Parce qu’il avait appris à aimer l’histoire de Paris, le bougnat levait son rideau chaque matin avec une pensée pour les pensionnaires célèbres de l’ancienne prison Sainte-Pélagie (*) qui se tenait tout près jusqu'à sa destruction en mille-huit-cent-quatre-vingt-dix-neuf. Sans avoir été bien longtemps à l’école, l’homme qui présidait à la destinée du Bon Coin de la rue du Puits de l’Ermite avait compris, il y avait longtemps, que cette société Parisienne ne ferait pas de cadeau. Alors il avait appris l’histoire du quartier et savait presque tout des pensionnaires célèbres qu’avaient abrité les geôles de l’établissement pénitencier. Il avait un faible inavoué pour les révoltés, ceux qui crachaient sur les convenances et les bonnes manières. Dans son imaginaire, il se voyait discuter avec Aristide Bruant, Gustave Courbet, taper le carton avec Elysée Reclus, ou évoquer le souvenir des communards avec Jules Vallès, puisque tous avaient été abrités contre leur volonté dans ce coin de Paris entre la rue Gaspard Monge et le jardin des Plantes. Il n’en parlait à personne, mais il avait un petit faible pour le souvenir de Jeanne Bécu, Comtesse du Barry, et Donatien Alphonse, Marquis de Sade, eux aussi emprisonnés.

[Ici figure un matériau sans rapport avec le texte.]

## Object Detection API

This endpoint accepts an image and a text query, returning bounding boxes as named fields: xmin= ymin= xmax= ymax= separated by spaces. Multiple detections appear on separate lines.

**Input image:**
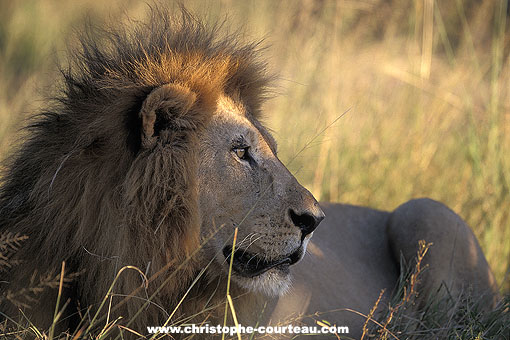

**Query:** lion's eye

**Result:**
xmin=234 ymin=147 xmax=248 ymax=160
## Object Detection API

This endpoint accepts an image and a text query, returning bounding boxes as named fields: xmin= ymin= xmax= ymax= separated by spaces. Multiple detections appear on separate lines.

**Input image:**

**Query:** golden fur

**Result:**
xmin=0 ymin=8 xmax=269 ymax=332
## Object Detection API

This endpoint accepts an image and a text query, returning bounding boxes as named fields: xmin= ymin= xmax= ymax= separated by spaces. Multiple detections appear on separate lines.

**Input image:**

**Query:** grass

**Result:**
xmin=0 ymin=0 xmax=510 ymax=338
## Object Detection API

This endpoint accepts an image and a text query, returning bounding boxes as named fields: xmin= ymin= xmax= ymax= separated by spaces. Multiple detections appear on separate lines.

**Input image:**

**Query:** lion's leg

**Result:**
xmin=387 ymin=199 xmax=497 ymax=306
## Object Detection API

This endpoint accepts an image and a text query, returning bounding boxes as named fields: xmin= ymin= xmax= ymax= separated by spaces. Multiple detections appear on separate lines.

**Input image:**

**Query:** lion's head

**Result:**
xmin=198 ymin=96 xmax=324 ymax=295
xmin=0 ymin=5 xmax=324 ymax=334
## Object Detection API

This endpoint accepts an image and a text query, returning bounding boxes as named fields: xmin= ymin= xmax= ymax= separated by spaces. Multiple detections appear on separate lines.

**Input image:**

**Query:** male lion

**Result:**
xmin=0 ymin=5 xmax=494 ymax=338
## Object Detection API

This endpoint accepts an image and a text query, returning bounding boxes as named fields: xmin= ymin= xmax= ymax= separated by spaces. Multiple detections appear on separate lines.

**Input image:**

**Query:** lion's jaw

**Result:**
xmin=198 ymin=97 xmax=324 ymax=296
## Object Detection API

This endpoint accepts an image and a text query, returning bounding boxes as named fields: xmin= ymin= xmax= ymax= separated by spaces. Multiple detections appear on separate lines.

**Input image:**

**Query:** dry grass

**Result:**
xmin=0 ymin=0 xmax=510 ymax=338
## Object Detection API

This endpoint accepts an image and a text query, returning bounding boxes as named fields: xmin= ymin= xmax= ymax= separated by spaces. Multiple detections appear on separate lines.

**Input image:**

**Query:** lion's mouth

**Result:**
xmin=223 ymin=246 xmax=301 ymax=278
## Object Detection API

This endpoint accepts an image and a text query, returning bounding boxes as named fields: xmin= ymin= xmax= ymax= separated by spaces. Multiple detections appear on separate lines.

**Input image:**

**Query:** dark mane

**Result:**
xmin=0 ymin=7 xmax=269 ymax=334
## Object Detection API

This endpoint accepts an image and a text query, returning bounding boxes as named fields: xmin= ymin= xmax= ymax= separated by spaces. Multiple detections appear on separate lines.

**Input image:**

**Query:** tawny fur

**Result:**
xmin=0 ymin=8 xmax=269 ymax=328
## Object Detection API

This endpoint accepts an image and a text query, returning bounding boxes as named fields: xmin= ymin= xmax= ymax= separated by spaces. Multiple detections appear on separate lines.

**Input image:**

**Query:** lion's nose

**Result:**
xmin=289 ymin=209 xmax=324 ymax=238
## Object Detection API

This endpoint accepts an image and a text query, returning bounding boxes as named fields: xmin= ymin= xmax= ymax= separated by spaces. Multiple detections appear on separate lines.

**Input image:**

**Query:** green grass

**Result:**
xmin=0 ymin=0 xmax=510 ymax=338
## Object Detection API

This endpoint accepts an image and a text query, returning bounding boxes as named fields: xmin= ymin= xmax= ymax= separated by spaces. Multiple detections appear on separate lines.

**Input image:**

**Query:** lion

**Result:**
xmin=0 ymin=8 xmax=497 ymax=339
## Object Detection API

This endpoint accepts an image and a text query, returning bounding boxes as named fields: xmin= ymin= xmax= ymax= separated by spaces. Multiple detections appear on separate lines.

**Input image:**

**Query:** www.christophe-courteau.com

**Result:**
xmin=147 ymin=324 xmax=349 ymax=336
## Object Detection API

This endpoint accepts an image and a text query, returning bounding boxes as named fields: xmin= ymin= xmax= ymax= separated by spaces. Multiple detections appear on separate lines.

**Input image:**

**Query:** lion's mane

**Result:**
xmin=0 ymin=4 xmax=269 ymax=325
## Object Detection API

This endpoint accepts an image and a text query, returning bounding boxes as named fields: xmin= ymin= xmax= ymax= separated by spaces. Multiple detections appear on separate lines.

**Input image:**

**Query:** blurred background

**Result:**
xmin=0 ymin=0 xmax=510 ymax=293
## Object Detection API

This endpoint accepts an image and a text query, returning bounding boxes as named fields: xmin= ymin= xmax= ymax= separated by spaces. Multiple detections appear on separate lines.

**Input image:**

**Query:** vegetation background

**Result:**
xmin=0 ymin=0 xmax=510 ymax=300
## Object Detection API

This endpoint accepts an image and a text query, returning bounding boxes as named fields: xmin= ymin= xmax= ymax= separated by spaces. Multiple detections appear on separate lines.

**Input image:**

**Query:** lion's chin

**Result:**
xmin=232 ymin=265 xmax=292 ymax=297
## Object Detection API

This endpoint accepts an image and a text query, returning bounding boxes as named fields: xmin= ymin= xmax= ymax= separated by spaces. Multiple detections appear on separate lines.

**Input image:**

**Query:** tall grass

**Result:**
xmin=0 ymin=0 xmax=510 ymax=302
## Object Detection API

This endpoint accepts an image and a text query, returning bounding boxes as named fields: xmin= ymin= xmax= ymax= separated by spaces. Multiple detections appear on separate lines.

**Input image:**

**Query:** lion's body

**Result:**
xmin=0 ymin=5 xmax=493 ymax=340
xmin=262 ymin=199 xmax=497 ymax=339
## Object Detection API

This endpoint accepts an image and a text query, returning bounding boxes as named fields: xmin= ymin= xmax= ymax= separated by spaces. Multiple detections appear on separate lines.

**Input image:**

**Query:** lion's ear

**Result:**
xmin=140 ymin=84 xmax=197 ymax=148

Il aurait voulu vivre il y avait longtemps, mais s’accrochait au proverbe de son pays qui disait : « Personne ne sort de son lit pour dormir par terre » et sa raison revenait alors bien vite.

Certains soirs d’hiver, quand la journée avait été dure et qu’il avait transporté sur son pauvre dos sa tonne et demie de briquette, il s’asseyait alors dans un coin, dépliait "L’Auvergnat de Paris" et laissait son esprit partir à la dérive du côté de Saint-Nectaire. Alors il ressentait un étrange bien être, la sensation d’avoir tout fait comme tout devait être fait, et pensait même que finalement, il était un homme comblé.


(*) On pourrait presque dire qu'au cours de son existence, la prison Saint-Pélagie à abrité le gratin du "Bottin mondain" ... Cette prison, établie en 1665 et déconstruite en 1899 était à l'origine un établissement pour filles et femmes débauchées.